Image created by Cole Hume
A group of Cathedral Catholic High School students will bypass the brilliant admissions process and instead either attend community college for four years or no college at all, and they have justifiably been criticized and mocked by peers.
This segment of regressive thinkers, who actually believe college is either too expensive or not for them, do not recognize the motivating nature of student loans, the maturing which takes place on college campuses, and the advantages of general mandated courses.
College is expensive because learning should always come at a cost. Some teens are not practical enough to understand the magnificence of student loans.
After graduating with the intent of finding a livelihood, one must shoulder the weight of knowledge. Loans that acquire interest as one continues to benefit off their education is that necessary weight. This system is incredibly poetic. Additionally, students do not account for the push which student loans provide. After one receives their education, one may be tempted to slow down and ease into the workforce, but with student loans, easing is not an option.
In fact, many people work for decades to pay off their loans. Clearly, the loans are supplying necessary motivation. In this way, colleges are mandating your success, proving loans as a catalyst to success.

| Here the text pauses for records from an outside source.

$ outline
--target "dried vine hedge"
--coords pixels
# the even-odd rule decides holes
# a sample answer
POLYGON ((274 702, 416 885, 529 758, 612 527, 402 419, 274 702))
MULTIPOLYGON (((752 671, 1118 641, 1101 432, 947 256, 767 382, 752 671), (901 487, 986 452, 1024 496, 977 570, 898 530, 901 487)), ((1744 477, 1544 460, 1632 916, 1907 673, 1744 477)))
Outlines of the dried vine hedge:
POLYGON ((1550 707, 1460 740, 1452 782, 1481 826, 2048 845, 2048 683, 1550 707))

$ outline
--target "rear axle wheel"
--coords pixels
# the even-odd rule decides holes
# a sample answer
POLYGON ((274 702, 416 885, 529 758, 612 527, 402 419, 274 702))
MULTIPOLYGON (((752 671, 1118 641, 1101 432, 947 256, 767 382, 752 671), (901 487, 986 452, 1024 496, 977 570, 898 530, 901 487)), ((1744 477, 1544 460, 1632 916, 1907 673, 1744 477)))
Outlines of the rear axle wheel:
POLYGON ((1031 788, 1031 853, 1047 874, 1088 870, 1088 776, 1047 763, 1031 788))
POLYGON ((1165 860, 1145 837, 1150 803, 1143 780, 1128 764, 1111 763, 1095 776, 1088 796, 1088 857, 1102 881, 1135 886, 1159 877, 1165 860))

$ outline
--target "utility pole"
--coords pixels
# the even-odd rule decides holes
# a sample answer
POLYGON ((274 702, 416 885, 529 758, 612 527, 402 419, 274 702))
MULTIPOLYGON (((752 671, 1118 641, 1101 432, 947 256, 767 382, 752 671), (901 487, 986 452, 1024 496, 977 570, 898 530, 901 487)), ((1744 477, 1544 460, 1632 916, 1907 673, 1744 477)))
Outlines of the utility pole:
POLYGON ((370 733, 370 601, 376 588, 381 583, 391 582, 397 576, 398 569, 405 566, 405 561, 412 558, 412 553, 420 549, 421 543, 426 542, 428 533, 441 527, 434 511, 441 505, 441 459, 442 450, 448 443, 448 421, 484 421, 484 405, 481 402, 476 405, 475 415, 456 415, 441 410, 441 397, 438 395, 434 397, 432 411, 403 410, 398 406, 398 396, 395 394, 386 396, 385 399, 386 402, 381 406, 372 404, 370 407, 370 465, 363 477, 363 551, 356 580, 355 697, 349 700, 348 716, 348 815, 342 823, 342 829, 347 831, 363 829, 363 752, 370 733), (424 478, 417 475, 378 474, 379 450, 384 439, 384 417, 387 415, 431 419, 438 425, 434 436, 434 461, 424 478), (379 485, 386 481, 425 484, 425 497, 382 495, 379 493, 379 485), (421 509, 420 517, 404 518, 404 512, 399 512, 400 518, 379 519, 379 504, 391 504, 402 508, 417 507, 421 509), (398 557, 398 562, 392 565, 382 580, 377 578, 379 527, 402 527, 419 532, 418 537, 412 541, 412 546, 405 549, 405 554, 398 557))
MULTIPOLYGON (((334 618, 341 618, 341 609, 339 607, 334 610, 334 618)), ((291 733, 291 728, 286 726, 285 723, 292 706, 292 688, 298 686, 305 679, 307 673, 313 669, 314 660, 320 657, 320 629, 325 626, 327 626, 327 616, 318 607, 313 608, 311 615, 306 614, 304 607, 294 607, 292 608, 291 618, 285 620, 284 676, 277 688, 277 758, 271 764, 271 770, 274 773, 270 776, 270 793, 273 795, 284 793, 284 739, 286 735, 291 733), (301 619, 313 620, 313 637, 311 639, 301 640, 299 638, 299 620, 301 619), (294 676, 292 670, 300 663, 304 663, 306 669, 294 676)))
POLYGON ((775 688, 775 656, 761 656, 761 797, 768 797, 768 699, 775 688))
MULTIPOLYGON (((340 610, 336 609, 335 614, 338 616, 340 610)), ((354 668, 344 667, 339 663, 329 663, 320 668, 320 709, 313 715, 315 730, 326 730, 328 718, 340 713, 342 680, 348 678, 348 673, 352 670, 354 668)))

Unlike virtually all debts, declaring bankruptcy is not an option when it comes to student loans. Community college applicants believe they can learn for a cheap and fair price, but those students do not account for the lack of motivation they will have during the semester, knowing they only paid as low as $200 per course.
However, community college graduates and people entering the workforce directly out of high school miss the maturation processes occurring at universities. From perfect social groups in the form of fraternities and sororities where students learn the importance of community and oftentimes service to learning how to cope with homesickness when miles away from family, universities provide unique ways to mature.
Many students learn about self-care as they learn to handle their alcohol and use protection, oftentimes after their mishaps. Through common hazing incidents, rampant sexual misconduct, and STD outbreaks, college campuses allow kids to brilliantly learn from mistakes.
People who choose to bypass college entirely miss out on the general courses colleges mandate for a bachelor’s degree. Those prideful diploma holders probably believe 12 years of educational foundation is enough, as they devalue year 13 and 14.
Universities don’t stupidly pay attention to efficiency as many universities require kids to learn languages or maths their careers will not need. Learning is all that matters.
Additionally, taking courses involving none of one’s passions is an awesome test of one’s willpower. Those who simply work on what they are passionate about are just too idealistic.
Sure, students may have taken 12 years of foundational courses before university, but year 13 and 14 will truly pay dividends. Even those Advanced Placement courses taken in high school where one did not achieve a five on the AP exam should be retaken because in those 100 student lecture hall classes at universities, one may finally understand the material.
The population of kids opting for community college or no college at all do not understand the wisdom: spend money to make money. Sure, the education is very similar at community college and those entering careers uncorrelated with university majors may not directly benefit from big universities, but they must respect the wisdom.
Those two sectors of kids also will not mature gracefully like their university-attending counterparts, and they will not gain the advantage of learning that material they learned for 12 years one more time like their determined, pragmatic, respectable, wise, aspirational, intellectually-curious, industrious, and exceptional university-attending peers.
This article is strictly satire and expresses the viewpoint of its writer Cole Hume. The purpose of the story is to convey the absurdity of considering college as the only possible route to success. Too often kids are shunned for coming to the pragmatic conclusion that college is not specifically for them.